8. Best practices and learning suggestions

Compliance crawling

  1. Comply with robots.txt: Check the website’s crawling rules before crawling.
  2. Control request frequency: Avoid putting pressure on the target server.
  3. Respect Copyright: Use the crawled data legally.
  4. Protect privacy: Do not crawl personal sensitive information.

Study suggestions

  1. Multi-purpose developer tools: Actual observation of HTTP requests and responses is more reliable than just reading.
  2. Start with a simple website: Crawl static pages first, and then gradually challenge complex targets.
  3. Learn JavaScript: Many modern websites rely on front-end rendering, and understanding JS will go a long way.
  4. Pay attention to the anti-climbing mechanism: Understanding common anti-climbing methods and countermeasures is the only way to advance.

Summarize

The HTTP protocol is the basis for crawler development. From URL structure to request-response process, from status codes to various request headers, every link plays a key role in crawlers. With the development of web technology, HTTP is also constantly evolving. From HTTP/1.1 to HTTP/2, and then to HTTP/3, the transmission efficiency is getting higher and higher.

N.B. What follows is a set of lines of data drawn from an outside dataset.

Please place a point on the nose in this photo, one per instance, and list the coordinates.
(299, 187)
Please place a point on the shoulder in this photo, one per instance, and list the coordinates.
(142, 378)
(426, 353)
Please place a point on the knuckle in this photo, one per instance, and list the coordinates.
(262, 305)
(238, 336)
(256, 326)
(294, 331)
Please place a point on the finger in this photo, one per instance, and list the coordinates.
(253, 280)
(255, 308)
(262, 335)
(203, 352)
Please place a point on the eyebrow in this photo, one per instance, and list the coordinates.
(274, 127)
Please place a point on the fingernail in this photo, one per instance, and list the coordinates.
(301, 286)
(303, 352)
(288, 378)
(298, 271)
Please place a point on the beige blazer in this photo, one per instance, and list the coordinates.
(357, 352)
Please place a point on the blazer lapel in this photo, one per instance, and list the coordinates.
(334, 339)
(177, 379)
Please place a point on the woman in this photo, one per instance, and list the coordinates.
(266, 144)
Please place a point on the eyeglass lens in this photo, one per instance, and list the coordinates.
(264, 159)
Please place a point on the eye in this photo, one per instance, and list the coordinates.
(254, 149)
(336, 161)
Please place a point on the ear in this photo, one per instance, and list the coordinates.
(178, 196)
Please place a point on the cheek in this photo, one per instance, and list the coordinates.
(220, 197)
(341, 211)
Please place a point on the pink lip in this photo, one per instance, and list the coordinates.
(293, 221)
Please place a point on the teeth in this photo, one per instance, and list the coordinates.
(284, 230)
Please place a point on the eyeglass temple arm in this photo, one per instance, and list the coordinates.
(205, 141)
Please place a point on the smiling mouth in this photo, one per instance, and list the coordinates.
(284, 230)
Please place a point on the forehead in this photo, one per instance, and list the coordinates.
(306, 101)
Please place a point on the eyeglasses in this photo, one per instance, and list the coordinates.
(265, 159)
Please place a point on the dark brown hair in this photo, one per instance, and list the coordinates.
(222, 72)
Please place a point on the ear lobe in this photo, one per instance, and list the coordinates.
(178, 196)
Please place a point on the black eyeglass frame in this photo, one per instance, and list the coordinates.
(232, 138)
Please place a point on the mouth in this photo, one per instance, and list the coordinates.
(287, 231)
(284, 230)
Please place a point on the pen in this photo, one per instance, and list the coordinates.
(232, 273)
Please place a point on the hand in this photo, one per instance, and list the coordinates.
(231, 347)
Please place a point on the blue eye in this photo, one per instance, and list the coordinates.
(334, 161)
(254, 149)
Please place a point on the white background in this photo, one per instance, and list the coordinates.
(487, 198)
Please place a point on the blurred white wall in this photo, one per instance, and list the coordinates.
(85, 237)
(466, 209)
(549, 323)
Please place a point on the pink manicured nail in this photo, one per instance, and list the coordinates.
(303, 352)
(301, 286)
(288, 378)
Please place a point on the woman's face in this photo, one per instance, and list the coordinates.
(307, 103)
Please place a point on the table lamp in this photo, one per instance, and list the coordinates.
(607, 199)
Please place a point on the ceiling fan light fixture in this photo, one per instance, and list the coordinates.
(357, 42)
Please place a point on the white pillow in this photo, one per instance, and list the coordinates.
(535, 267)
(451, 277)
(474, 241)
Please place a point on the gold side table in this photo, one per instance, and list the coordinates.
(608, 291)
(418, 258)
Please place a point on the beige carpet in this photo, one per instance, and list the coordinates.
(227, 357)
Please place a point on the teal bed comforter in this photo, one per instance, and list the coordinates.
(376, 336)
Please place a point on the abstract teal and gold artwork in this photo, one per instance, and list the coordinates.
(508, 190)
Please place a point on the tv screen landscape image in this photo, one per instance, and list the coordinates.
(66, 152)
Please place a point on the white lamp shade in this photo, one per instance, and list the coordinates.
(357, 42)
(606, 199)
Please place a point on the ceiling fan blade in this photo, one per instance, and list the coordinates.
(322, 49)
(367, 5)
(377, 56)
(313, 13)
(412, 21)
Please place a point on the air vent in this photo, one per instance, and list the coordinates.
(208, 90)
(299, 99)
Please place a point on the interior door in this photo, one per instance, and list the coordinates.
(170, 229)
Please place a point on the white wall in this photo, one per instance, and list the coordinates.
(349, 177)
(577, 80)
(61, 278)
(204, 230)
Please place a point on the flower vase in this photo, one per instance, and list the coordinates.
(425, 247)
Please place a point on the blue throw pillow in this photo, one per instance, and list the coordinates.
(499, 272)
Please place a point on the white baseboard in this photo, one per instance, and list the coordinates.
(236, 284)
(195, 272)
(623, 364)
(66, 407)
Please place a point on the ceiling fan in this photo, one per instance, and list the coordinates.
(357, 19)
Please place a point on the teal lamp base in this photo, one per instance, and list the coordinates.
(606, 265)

In practice, we must learn to set reasonable request headers, handle various status codes, maintain sessions, and control frequency. We must also abide by laws and regulations and perform compliant crawling.

Understanding the HTTP protocol is not only the starting point for writing crawlers, but also the key to a deep understanding of how the entire Web works. I hope this article can help you lay a solid foundation and successfully open the door to crawler development!